Advances in Human Rights – Égale Canada

This organization was founded in 1986 to focus on education, advocacy, litigation and expert consultation. In 1995, Égale Canada incorporated the Human Rights Trust as a charity dedicated to advancing LGBTTQ human rights through education, research and community engagement. In the 20 years since the Égale Canada Human Rights Trust was founded, this organization intervened before Canadian courts and tribunals in 25 cases, including 11 before the Supreme Court of Canada.
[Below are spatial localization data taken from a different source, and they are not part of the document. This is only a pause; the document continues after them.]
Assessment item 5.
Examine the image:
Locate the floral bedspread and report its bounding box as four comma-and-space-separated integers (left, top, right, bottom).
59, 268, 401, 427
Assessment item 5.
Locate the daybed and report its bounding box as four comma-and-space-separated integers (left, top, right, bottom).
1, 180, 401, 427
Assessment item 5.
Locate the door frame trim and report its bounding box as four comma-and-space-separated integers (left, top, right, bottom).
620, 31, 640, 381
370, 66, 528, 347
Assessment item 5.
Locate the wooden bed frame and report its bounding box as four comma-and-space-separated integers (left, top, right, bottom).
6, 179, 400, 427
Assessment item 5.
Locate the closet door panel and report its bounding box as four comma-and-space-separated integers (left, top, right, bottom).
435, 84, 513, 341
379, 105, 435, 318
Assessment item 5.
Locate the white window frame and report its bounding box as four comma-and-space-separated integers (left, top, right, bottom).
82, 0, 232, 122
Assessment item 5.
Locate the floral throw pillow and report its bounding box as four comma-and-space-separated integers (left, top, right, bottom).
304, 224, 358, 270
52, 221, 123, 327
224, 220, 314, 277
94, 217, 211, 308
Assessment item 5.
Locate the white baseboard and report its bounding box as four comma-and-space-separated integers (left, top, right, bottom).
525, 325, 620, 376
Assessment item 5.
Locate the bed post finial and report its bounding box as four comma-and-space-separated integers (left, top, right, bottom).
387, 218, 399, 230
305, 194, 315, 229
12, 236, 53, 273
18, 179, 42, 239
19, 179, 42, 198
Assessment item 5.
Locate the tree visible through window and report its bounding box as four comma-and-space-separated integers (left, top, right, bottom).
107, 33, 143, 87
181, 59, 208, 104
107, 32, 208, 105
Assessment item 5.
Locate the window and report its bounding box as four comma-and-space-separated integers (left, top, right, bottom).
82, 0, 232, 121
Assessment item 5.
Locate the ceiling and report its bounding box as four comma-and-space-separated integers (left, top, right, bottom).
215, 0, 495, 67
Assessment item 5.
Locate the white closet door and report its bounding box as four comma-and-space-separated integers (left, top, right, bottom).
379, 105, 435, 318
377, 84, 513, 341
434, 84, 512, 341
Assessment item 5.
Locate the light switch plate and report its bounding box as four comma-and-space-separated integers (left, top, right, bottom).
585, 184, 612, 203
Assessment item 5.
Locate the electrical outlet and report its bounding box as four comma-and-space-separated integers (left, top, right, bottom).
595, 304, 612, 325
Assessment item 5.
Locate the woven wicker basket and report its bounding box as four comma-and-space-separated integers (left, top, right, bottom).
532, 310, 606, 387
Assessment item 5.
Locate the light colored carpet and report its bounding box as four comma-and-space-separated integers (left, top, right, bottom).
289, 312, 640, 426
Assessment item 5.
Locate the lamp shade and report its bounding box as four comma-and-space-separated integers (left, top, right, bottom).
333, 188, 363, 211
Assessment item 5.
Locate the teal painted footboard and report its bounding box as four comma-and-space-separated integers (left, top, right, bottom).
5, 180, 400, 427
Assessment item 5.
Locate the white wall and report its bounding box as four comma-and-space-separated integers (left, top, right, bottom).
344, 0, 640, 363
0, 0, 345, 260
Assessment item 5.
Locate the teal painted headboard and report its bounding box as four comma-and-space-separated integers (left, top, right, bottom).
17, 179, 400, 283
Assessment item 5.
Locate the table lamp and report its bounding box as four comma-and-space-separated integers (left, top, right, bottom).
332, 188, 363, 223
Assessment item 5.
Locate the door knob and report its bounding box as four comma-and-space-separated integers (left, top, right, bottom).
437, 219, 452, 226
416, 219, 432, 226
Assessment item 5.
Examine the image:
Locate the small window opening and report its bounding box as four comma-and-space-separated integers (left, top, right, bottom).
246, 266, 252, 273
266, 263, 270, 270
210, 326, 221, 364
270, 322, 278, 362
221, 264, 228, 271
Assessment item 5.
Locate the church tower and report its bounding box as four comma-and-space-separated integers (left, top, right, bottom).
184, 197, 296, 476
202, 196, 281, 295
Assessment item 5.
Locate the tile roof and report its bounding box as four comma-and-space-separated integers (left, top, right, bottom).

  1. Ask students to select one of the 25 cases in which Égale Canada intervened.
  2. Ask them to write a short opinion piece that includes the following in their reflection:
    1. Media and other events surrounding that court case.
    2. What was the outcome of the case?
    3. To what extent did that outcome change society?

Activity 5

Anti-bullying behavior has been actively promoted throughout schools, communities and society at large. Even today, unfortunately, there are still instances of bullying that sometimes result in tragic outcomes, but also sometimes challenge courts and other organizations to make things right in an attempt to end bullying.

  1. Ask your students to research a bullying incident that has taken place in the last few years and reached the media.
  2. Ask your students to reflect on the following:
    • Was the bullying incident the result of cyber-bullying or physical assault?
    • Was legal action taken against the perpetrators (i.e. the bullies)?
    • What was the outcome of any action taken?
    • How did the community come together to support the family and friends of the victim?
    • What could you do to prevent something like this from happening again?
    • What does society need to do to end bullying once and for all?

Culminating Activity – From Reflection to Action

Safe Spaces

All people have a right to live in a safe space. Attention must be focused within the school on those things that create or inhibit safety for every student. Everyone in the school community has a responsibility for making school climate positive. Complacency makes each of us part of the problem rather than the solution.

  1. Does your school have a climate of safety and inclusion for all of its students and teachers?
    1. If yes, how is that achieved and maintained?
  2. Does your school have a gay-straight alliance that is student-led?
    1. If yes, see how you can develop a school-community social action project that will inform citizens in your community and encourage them to celebrate gender identity with you.
    2. If no, develop a plan to implement a gay-straight alliance in your school. Find out what the ten steps to creating a Gay-Straight Alliance (GSA) are and include these in your plan.
  3. Make your pitch to the student leaders and staff for their suggestions and endorsement.
  4. Be creative!

Extension Activity

Official Launch of Your Safe Space or GSA

Host an evening for students and parents in your community to inform and celebrate your school’s safe space designation or your school’s Gay-Straight or Gender Sexuality Alliance. Don’t be just a learner; be a teacher as well.